On our Zoom screen, Ludwig is soft-spoken and her mannerisms delicate. It's a stark difference from the revolutionary changes she's made at the organization since taking the helm. "Socially engaged public art is something that's been important throughout the history of the organization," she says. "But, I wanted to be able to name that in a very pointed way. I wanted to think about large varieties of scales: both the absolutely massive projects that stop you in your tracks, but also those subtle installations that you unexpectedly come across." Some of these ambitious socio-political public art projects include Charles Gaines's first-ever public artwork, The American Manifest (2022); Rashid Johnson’s Red Stage (2021); and Jill Magid’s Tender (2020). This year, Creative Time commissioned a project by Kite and Alisha B. Wormsley called Cosmologyscape. The project began as a website where visitors submitted their dreams. Their dreams were then interpreted by AI and turned into a pattern based on 26 Black and Lakota symbols. The collective "quilt" was broadcast at Weeksville Heritage Center in Brooklyn.
But Ludwig's changes at the organization haven't only been about the pieces produced. She also introduced CTHQ (Creative Time HQ), which serves as a programming space for artists at the intersection of art and politics, and the R&D Fellowship, which supports artists who are in the midst of deep research and development."We are thinking about the whole arc of what it means to support an artist," she says, "not just the final product, but those moments of community building, those moments of resourcing them and connecting them with experts in diverse fields and really rooting the institution."
Margaret Wang, a partner at an Investment Bank and trustee of Creative Time, says, "Creative Time is one of, if not the most, ambitious public arts organizations and it is incredibly rare to see institutions like this thrive for as long as it has. As a leader in this sphere, Creative Time acts as an inspiring model for supporting groundbreaking public art, uniting artists, activists, and thought leaders on a global scale."
This year, Creative Time's weekend-long summit (held from September 20 through 22) approaches with the theme: States of Emergence: Land After Property and Catastrophe. The event (with programming including new public art displays, discussions, and more) will foster dialogue around the question: How does an emergency produce radical possibility?

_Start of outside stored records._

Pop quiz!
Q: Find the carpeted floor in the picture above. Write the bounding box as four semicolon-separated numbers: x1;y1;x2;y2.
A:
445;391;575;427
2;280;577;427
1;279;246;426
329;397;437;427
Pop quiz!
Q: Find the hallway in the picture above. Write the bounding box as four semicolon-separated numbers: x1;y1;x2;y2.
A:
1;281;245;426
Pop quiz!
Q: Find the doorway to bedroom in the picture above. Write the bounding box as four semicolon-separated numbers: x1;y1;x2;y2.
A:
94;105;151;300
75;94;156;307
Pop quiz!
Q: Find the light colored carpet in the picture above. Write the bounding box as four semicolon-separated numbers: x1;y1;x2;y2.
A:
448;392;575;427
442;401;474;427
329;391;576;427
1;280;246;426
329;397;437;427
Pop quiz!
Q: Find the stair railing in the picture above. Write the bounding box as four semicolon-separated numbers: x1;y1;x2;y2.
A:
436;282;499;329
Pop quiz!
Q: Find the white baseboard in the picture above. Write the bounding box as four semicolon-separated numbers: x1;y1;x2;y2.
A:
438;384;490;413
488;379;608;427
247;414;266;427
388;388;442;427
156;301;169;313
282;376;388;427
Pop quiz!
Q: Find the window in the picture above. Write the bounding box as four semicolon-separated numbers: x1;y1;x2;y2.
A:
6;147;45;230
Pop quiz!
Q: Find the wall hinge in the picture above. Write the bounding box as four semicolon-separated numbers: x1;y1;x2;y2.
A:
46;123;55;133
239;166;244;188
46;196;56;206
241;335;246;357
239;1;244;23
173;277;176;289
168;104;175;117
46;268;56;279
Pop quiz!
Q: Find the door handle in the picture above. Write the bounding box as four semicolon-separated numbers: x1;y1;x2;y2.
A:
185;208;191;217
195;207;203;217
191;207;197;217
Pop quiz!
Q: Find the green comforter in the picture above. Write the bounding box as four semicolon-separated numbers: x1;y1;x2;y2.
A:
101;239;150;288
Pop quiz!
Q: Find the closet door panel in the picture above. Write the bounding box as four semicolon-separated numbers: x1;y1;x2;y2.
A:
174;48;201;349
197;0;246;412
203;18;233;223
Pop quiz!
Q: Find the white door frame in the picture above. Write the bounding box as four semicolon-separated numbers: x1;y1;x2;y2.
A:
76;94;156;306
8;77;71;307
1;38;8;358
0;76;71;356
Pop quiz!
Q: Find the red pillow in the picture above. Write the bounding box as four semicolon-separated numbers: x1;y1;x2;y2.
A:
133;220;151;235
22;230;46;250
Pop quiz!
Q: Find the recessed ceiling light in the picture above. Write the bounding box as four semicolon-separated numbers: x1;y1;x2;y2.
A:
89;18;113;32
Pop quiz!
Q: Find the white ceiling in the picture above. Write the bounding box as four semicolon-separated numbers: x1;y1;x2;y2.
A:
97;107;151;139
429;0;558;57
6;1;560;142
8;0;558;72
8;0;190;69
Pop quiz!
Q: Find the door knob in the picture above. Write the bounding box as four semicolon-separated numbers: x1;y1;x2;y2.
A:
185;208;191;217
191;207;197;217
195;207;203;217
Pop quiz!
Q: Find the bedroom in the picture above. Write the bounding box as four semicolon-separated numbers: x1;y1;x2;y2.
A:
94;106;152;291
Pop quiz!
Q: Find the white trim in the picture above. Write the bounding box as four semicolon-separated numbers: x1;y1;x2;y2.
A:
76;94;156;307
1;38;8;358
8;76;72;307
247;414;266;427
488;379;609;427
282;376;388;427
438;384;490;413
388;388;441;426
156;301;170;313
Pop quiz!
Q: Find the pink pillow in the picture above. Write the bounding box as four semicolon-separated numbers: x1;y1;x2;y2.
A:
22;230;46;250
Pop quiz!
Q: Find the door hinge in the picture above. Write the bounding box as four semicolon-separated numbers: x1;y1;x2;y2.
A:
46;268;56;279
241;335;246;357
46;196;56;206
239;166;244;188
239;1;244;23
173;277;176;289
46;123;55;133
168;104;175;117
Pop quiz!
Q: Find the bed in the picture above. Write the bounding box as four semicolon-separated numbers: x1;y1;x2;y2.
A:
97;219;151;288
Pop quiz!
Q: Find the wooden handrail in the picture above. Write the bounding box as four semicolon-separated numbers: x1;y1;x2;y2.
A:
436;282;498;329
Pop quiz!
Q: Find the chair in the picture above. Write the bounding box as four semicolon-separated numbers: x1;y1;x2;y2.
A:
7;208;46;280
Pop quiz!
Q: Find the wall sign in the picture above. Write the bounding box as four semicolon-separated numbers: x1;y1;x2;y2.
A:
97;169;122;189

It's not too far off from one of the big themes of this year's presidential election: a stark divide among Americans. According to Ludwig, public art can be an antidote to bridge gaps. Before she joined Creative Time, she worked in the museum space in states like Ohio and Texas. "These are environments where people have radically different political values even though they live right next door to one another," she says. "What I learned firsthand from working within those contexts was that within the umbrella of art, people often were much more open to looking at things that made them uncomfortable. That's the spirit that I find unbelievably important to bring to the work of Creative Time; that the artists offer a space to imagine a different way forward, that they help us think outside of the box and imagine otherwise."